Alfredo Baked Chicken & Pasta
This classic pasta dish is a great comfort food – and an iconic addition as the primo in your Italian feast!
Prep: 25 minutesCook: 10 minutesTotal: 35 minutesDifficulty: Easy
- 1 package HemisFares™ Fusilli Long Spirals Pasta
- 1 jar HemisFares™ Truffle Alfredo Pasta Sauce
- 4 slices Private Selection™ Pancetta, diced
- 2 chicken breasts
- 2 tablespoons HemisFares™ Extra Virgin Olive Oil
- 4 ounces fresh spinach
- 1 cup shredded provolone cheese
- Salt, to taste
- Preheat oven to 375°F. Grease a 13”x9” casserole dish.

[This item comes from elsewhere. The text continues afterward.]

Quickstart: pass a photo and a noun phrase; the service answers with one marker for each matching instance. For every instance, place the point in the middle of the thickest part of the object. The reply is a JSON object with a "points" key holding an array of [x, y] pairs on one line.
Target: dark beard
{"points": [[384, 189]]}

Bring a large pot of salted water to a boil. Cook pasta according to package instructions and drain.
- In a large saucepan, cook chicken in olive oil until browned on each side and cooked through, about 4-6 minutes per side (chicken should reach internal temperature of 165°F). Remove chicken from heat and carefully shred.
- Add spinach to the pan. Cook until wilted, about 2 minutes.
- Using the same large saucepan, add pancetta, chicken and cooked pasta. Stir in Alfredo; add salt to taste.
- Transfer pasta to casserole dish and sprinkle evenly with shredded provolone.
- Bake for 10 minutes, or until cheese bubbles and top browns. Serve. Refrigerate any leftovers.